À travers ses collages et peintures, Stefan Kübler démontre sur un mode esthétique qui recourt à la déconstruction du motif, comment l’image peut à la fois mettre à distance le spectateur et le séduire. Son travail constitue une remise en question du mode de production de l’œuvre en jouant avec les conditions de l’accès à l’information ainsi que les différents modes de cognition.
(c)Stefan Kübler
En réalisant des mosaïques de papier à partir de cartes postales et d’emballages divers, qu’il découpe et juxtapose, il dénature le motif qu’il transforme jusqu’à l’abstraction par parcellisation, duplication et juxtaposition. Le regard cherche l’éventuel sujet, se perd et se fourvoie pour arriver au constat que le détail relève ici du génome : A contrario du principe holiste selon lequel un phénomène ne peut être compris que dans son ensemble, Kübler charge le détail de l’essence du message et invite l’œil à en décoder la richesse.
Kübler peint largement et finement à l’acrylique sur une plaque de verre en superposant de nombreuses couches de peinture. Il décolle la couche picturale sèche et la maroufle sur une toile en inversant le sens de lecture. En inversant – au sens propre – la couche picturale, il joue ainsi avec le mode de perception classique de l’œuvre. Il surprend son propre regard en condamnant la porte d’accès chimérique à la subjectivité originelle, l’image primitive, l’œil créateur.

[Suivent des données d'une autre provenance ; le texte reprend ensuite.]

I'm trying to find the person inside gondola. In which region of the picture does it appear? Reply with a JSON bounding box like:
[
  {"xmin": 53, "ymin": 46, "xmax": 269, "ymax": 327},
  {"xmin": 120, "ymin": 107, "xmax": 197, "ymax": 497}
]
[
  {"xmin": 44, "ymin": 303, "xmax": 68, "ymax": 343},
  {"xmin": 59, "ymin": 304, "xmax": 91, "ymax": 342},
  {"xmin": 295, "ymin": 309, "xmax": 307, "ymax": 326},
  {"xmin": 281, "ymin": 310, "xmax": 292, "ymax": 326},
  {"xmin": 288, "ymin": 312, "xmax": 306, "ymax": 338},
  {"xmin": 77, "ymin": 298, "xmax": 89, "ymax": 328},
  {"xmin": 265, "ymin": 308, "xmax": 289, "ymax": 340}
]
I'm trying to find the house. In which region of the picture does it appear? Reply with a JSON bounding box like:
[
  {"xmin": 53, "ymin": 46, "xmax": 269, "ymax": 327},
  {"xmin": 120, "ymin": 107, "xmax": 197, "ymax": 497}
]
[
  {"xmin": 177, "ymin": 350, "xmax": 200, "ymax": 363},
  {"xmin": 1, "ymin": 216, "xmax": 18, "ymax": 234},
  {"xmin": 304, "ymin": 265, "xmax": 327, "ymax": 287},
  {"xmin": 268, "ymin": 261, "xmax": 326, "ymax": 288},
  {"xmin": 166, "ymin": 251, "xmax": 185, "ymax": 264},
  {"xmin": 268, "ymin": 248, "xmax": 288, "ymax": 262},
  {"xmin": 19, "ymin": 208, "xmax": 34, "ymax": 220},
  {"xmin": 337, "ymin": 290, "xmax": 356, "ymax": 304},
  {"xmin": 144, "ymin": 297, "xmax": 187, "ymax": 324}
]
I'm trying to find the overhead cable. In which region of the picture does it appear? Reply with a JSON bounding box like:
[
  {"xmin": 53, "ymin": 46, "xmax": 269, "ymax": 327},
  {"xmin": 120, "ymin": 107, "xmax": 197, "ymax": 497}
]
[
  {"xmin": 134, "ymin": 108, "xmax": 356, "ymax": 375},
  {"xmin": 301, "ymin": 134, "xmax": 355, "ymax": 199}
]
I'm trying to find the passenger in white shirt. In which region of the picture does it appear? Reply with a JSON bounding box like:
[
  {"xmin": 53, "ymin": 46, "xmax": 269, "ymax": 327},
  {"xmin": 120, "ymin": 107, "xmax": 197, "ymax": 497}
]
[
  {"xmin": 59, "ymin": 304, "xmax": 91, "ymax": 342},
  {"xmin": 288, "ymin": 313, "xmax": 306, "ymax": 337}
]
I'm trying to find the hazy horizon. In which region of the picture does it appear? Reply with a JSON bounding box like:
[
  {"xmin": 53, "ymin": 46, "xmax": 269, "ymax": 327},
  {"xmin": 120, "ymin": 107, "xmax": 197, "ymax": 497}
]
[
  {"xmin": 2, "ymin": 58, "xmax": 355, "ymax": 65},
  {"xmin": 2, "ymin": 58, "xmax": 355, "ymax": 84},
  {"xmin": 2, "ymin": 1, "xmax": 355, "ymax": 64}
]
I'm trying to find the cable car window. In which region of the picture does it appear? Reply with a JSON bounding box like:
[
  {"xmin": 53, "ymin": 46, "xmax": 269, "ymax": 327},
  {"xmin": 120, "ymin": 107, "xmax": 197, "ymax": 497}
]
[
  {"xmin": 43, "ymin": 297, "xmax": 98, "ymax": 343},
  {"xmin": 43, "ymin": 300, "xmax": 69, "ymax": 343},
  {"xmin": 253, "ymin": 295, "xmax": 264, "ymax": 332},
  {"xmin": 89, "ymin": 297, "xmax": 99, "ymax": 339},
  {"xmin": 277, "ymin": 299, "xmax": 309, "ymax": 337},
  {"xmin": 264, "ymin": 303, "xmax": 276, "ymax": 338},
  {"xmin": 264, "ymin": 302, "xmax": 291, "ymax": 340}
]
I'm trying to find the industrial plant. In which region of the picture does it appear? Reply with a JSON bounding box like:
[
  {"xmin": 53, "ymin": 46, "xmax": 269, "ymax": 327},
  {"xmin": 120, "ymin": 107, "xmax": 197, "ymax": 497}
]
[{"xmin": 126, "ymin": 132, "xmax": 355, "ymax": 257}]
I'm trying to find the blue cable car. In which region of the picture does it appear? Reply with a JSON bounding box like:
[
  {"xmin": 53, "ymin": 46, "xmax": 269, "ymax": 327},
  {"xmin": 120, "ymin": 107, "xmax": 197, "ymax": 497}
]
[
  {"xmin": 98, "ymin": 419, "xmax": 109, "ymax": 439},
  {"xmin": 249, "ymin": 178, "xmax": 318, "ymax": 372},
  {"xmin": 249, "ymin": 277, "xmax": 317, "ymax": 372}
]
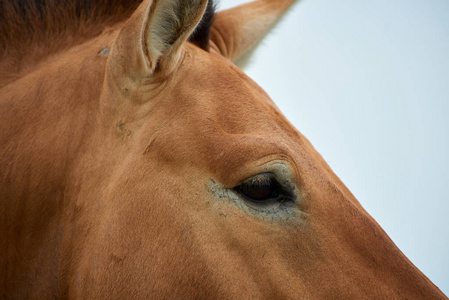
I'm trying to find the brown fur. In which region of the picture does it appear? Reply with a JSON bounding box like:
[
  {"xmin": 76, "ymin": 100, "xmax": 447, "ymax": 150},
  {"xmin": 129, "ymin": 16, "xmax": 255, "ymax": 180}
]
[
  {"xmin": 0, "ymin": 0, "xmax": 139, "ymax": 80},
  {"xmin": 0, "ymin": 0, "xmax": 447, "ymax": 298},
  {"xmin": 0, "ymin": 0, "xmax": 215, "ymax": 85}
]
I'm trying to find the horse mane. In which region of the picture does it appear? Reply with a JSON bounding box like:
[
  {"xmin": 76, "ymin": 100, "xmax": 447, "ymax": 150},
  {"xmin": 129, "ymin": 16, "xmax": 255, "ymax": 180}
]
[{"xmin": 0, "ymin": 0, "xmax": 215, "ymax": 77}]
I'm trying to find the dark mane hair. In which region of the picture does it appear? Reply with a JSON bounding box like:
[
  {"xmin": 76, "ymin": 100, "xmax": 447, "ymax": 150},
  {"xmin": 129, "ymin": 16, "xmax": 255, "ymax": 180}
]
[
  {"xmin": 0, "ymin": 0, "xmax": 215, "ymax": 72},
  {"xmin": 188, "ymin": 0, "xmax": 216, "ymax": 51}
]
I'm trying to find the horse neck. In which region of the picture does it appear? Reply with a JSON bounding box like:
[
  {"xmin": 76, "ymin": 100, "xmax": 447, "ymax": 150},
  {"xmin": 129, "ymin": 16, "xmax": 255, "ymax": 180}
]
[{"xmin": 0, "ymin": 37, "xmax": 109, "ymax": 295}]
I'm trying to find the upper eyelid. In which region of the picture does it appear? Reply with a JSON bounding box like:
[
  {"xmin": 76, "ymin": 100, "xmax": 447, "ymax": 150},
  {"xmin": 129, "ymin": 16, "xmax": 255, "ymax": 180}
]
[{"xmin": 235, "ymin": 172, "xmax": 273, "ymax": 185}]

Le regard est envoûté par l’éclat d’une couche picturale parfaitement lisse ainsi que par la subtilité et l’intensité des couleurs. Acculé optiquement au vertige, le spectateur n’a pas d’autre choix que d’entrer en mouvement pour tenter de saisir la toile. Le spectateur met son corps entier à contribution pour effectuer la mise au point, renforçant l’effet de mouvement interne des toiles figuratives comme abstraites.
Tallygold, 2008
(c)Stefan Kübler, Courtesy Hamish Morrison Galerie
Stefan Kübler explore à travers ces deux techniques particulièrement raffinées le mode de fonctionnement même de l’image. Il interroge d’une façon intellectuelle et sensible les mécanismes de construction de la réalité, ainsi que les modes de perception. Que ce soit l’impossible mise au point dans sa peinture ou l’effet cinétique et la dissimulation du sujet produits par l’accumulation dans ses collages, Kübler invite à entrer activement dans l’image et à la vivre à la manière d’un voyage. En interdisant la préhension globale et immédiate du réel, il contraint l’observateur à recourir au mouvement et donc au temps. Dans une culture saturée d’images souvent réduites à leur statut d’information devant être consommées et digérées à un rythme frénétique, Kübler nous propose une rééducation du regard et nous invite à refaire l’expérience de l’image.
Stefan Kübler, né en1968 à Balingen en Allemagne est diplômé en peinture à la Hochschule für Bildende Künste de Dresde, ou il fût Meisterschuler dans la classe de Ralf Kerbach. Il vit et travaille aujourd’hui à Leipzig.